Comic series by Paul Cuvelier

Corentin is a series of comics created by Belgian artist Paul Cuvelier (1923–1978). Influenced by Robinson Crusoe, Cuvelier created the character of Corentin Feldoë in 1943. The character first appeared in a series of watercolors that Cuvelier made for his own family. Hergé, convinced of the merit of these watercolors, commissioned Cuvelier to do a series of comic strips. Thus, Corentin first made its appearance in Tintin magazine on September 26, 1946. Originally, the final story was published in 1974, four years before Cuvelier's death. 42 years later, a new album was published, written by Jean Van Hamme.'

==Story==
At the end of the 18th century, Corentin Feldoë, an orphan of Breton origin, decides to flee the house of his uncle, an inveterate drunkard who has been abusing him. Corentin runs off to sea, only to be shipwrecked onto a desert island.
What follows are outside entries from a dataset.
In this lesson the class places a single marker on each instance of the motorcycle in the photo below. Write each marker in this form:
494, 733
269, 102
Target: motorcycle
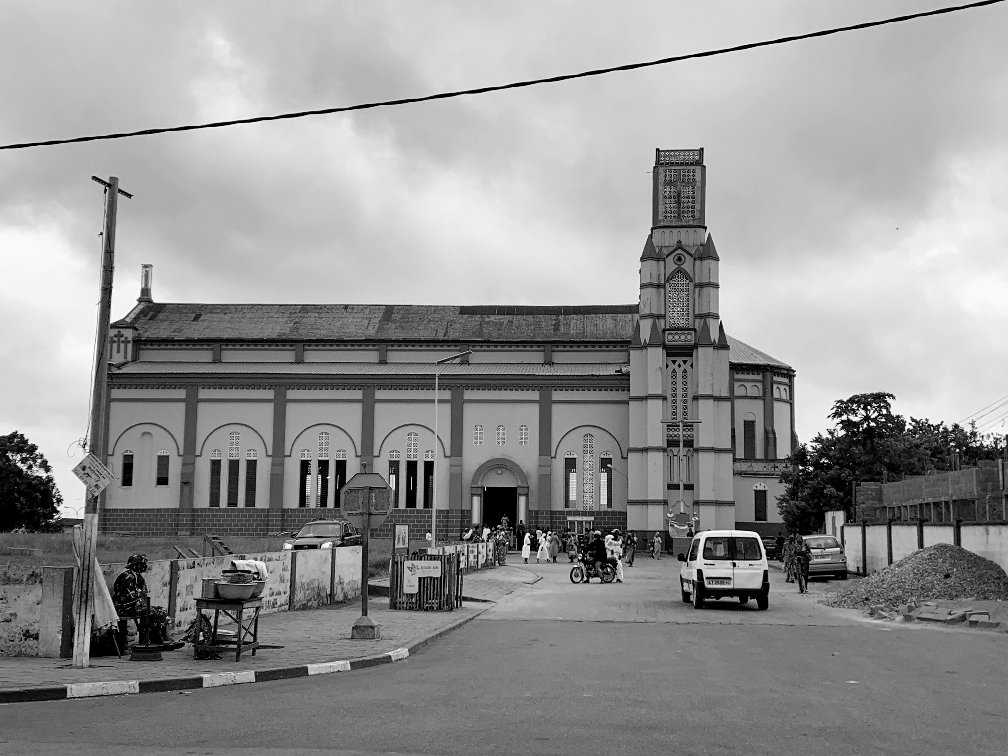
585, 570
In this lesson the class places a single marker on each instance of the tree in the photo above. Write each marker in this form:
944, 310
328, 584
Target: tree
870, 443
28, 495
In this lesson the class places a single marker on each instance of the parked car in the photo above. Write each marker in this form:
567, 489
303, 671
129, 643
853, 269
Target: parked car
725, 562
324, 534
828, 555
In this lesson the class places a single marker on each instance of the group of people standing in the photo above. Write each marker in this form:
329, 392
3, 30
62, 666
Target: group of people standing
545, 544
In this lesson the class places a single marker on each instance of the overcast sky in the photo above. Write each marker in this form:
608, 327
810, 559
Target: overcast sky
857, 184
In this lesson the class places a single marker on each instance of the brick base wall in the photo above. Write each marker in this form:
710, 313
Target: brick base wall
164, 522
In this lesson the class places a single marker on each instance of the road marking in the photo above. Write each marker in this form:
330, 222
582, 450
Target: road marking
111, 687
216, 679
325, 667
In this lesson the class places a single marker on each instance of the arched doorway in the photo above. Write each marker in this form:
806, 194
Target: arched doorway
499, 489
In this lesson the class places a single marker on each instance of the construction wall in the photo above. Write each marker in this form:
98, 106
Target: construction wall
989, 540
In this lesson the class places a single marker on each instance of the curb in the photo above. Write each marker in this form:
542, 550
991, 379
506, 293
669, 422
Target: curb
219, 679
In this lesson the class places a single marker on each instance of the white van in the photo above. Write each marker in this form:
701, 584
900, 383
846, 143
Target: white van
725, 562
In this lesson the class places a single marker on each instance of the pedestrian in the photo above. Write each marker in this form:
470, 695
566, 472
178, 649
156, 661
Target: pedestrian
789, 558
618, 554
802, 555
542, 552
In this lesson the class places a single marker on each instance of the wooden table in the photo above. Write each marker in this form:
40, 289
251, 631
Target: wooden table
247, 635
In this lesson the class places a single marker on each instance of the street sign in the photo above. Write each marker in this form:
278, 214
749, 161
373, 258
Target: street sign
412, 571
94, 475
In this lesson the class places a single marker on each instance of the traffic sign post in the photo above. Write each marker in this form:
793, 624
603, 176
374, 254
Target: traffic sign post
366, 501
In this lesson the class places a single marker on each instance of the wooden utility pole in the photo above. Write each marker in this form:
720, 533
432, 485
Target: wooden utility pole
84, 598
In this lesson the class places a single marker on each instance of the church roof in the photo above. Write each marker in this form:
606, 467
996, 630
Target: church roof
384, 323
159, 322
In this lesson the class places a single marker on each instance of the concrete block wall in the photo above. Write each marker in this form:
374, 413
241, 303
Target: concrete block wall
989, 540
297, 580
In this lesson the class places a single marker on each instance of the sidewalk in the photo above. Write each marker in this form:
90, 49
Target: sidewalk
312, 642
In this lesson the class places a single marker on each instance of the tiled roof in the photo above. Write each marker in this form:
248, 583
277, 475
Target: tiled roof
401, 323
741, 353
384, 323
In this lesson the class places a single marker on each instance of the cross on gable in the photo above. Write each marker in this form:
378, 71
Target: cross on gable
121, 343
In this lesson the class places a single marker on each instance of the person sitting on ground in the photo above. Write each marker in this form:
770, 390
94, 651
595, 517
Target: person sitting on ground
131, 599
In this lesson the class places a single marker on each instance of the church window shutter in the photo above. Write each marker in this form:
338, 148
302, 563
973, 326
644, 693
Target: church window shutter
215, 478
588, 472
162, 468
679, 313
126, 480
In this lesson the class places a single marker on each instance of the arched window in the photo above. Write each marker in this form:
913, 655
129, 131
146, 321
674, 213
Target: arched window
679, 315
162, 468
215, 477
571, 480
304, 479
606, 479
126, 479
251, 465
588, 472
322, 470
393, 475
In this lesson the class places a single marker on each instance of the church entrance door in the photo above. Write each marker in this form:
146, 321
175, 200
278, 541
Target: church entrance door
499, 501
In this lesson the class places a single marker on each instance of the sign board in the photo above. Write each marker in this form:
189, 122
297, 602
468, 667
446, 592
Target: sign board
401, 540
356, 502
412, 571
94, 475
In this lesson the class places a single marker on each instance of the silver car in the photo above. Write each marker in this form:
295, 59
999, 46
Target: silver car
828, 556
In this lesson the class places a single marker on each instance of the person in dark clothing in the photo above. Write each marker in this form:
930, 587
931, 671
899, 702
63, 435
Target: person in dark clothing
131, 599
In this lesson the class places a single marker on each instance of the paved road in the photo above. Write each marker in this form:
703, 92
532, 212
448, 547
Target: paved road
559, 668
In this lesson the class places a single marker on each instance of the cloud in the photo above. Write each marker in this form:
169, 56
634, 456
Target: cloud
816, 152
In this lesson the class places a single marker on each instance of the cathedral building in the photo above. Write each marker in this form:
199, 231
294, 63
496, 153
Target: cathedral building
247, 419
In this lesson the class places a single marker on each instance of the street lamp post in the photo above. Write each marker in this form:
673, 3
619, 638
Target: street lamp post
433, 497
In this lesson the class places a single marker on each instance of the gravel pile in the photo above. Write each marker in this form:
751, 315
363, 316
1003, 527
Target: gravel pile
938, 572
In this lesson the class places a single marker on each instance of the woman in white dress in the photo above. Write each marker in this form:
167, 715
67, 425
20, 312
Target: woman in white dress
543, 551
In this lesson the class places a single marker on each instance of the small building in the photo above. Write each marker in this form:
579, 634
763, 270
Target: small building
248, 418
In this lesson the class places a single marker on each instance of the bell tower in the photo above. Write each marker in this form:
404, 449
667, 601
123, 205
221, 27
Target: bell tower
679, 457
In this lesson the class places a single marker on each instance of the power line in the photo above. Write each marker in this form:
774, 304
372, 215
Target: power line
977, 413
509, 86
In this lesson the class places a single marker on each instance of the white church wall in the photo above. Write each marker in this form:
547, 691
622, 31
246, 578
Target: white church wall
497, 356
745, 500
257, 355
615, 356
196, 354
510, 409
749, 408
145, 439
341, 355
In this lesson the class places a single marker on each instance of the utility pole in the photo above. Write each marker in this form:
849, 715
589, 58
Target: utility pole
84, 598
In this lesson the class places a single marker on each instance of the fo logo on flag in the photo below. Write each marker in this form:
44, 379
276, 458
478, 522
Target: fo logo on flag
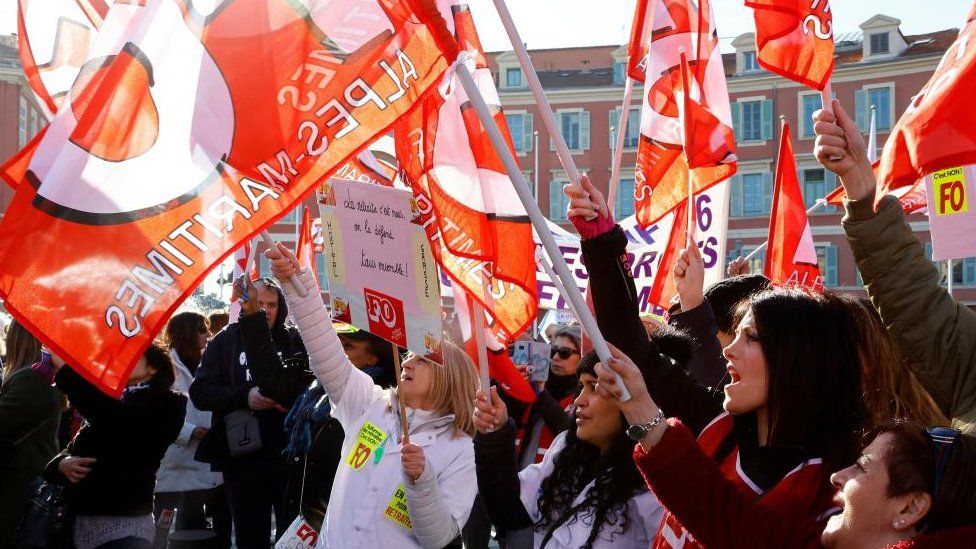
385, 316
130, 114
Corentin befriends a gorilla named Belzébuth and a tiger named Moloch, and subsequently befriends Kim, an Indian boy, and Sa-Skya, a beautiful princess.

=== Western-themed story ===
Seeing the need for a Western-themed comic in Tintin, editor Raymond Leblanc asked Cuvelier to shift the focus of Corentin in 1949. Cuvelier situated his new adventures in the Wild West but made the hero a grandson of the original Corentin.

== Albums ==

1. Les Extraordinaires Aventures de Corentin (1950)
2. Les Nouvelles Aventures de Corentin (1952)
3. Corentin chez les Peaux-Rouges (1956)
4. Le Poignard magique (1963)
5. Le Signe du cobra (1969)
6. Le Prince des sables (1970)
7. Le Royaume des eaux noires (1974)
8. Les trois perles de Sa-Skya (2016)'

==Animated series==
In 1993 Media-Films TV and Saban International Paris made an animated TV series about the comic called Les Voyages de Corentin. Raymond Leblanc envisioned this project since 1987. The series consisted of 26 episodes of 25 minutes each and was broadcast on Canal+, France 3 and the RTBF. It was broadcast in English as Journey to the Heart of the World.